Is the Prime Minister aware that following that meeting he is likely to go down in history as the Prime Minister who brought the nation to its knees because he was unable to handle a situation in which 1 per cent. of the nation's work force banned overtime and which is supposed to have plunged us into a crisis? Will he now consider his own position? Will he stop acting like Captain Bligh on a shipwrecked "Bounty" and consider handing over the helm to the former Secretary of State for Northern Ireland, who seems to solve bigger problems with a lot less fuss and trouble?
I absolutely repudiate everything that the hon. Gentleman is saying. He may recall that it was after my meeting with the NUM that Mr. Gormley, the president, proposed that the whole matter should be put to a ballot in the coalfields. That was not done, because he was defeated by other members of the executive.

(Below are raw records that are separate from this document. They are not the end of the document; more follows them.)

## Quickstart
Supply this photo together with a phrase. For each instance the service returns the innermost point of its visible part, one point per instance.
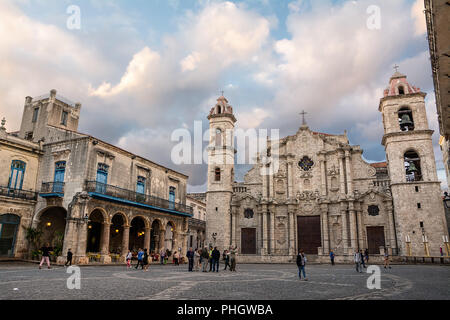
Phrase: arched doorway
(95, 225)
(52, 223)
(154, 236)
(116, 234)
(137, 234)
(9, 225)
(170, 228)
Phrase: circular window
(306, 163)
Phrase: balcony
(113, 193)
(18, 194)
(52, 189)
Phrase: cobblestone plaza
(250, 282)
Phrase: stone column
(361, 237)
(326, 236)
(390, 213)
(264, 232)
(147, 239)
(341, 176)
(352, 217)
(104, 250)
(125, 240)
(323, 177)
(344, 229)
(272, 231)
(349, 173)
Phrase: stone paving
(259, 281)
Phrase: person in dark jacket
(190, 256)
(69, 258)
(46, 255)
(301, 263)
(215, 257)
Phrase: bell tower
(418, 207)
(220, 174)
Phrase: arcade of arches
(111, 233)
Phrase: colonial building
(197, 224)
(323, 196)
(94, 198)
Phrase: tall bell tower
(418, 207)
(220, 174)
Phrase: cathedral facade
(324, 196)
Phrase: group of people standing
(201, 258)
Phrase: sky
(144, 68)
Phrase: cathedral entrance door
(375, 239)
(309, 234)
(248, 241)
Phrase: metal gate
(309, 234)
(248, 241)
(375, 239)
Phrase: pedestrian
(233, 252)
(128, 258)
(205, 258)
(301, 264)
(332, 255)
(357, 259)
(45, 255)
(361, 256)
(210, 258)
(366, 255)
(190, 256)
(386, 259)
(69, 258)
(197, 260)
(161, 255)
(215, 255)
(140, 257)
(175, 258)
(145, 260)
(227, 259)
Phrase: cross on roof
(303, 116)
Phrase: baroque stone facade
(87, 195)
(321, 195)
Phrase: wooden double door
(309, 234)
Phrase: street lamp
(446, 200)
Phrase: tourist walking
(128, 259)
(69, 258)
(361, 255)
(176, 257)
(197, 260)
(205, 257)
(140, 257)
(357, 259)
(226, 258)
(233, 252)
(301, 264)
(386, 259)
(145, 260)
(215, 257)
(190, 256)
(366, 255)
(45, 255)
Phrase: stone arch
(52, 223)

Noting that many responsible members of the Opposition are calling for firm leadership from the Government in these difficult times, does not my right hon. Friend agree that the Government are entitled to expect from the Opposition a certain amount of firm opposition to unfair and inflationary wage claims? Would not it be helpful if members of the Opposition did their best to influence the NUM to call off its industrial dispute?
Sir Harmar Nicholas:
Is my right hon. Friend aware that his first meeting with the National Union of Mineworkers took place before the stringency on oil supplies from the Middle East resulting from the conflict was brought to bear? Does he appreciate that every reasonable person in the country would understand it if, in the light of what has happened since then and as a consequence of that stringency, the offer made to the miners had to be reduced? If that meant legislation to amend phase 3, how hon. Members voted would reflect how much they wanted to put the country's survival in front of their own party feelings.
Yes, Sir. I believe that the people of this country are now coming to understand more and more the consequences of the fuel shortages arising out of the mining and oil situations, about which I propose to make a statement later. I have had two meetings with the NUM—the first was before the stage 3 code was introduced in the House—in order that I should have a very full discussion with the union about the particular situation in the mining industry and the way in which the code would affect the NUM. No Government could have gone further in consultation with a union than the present Government have done.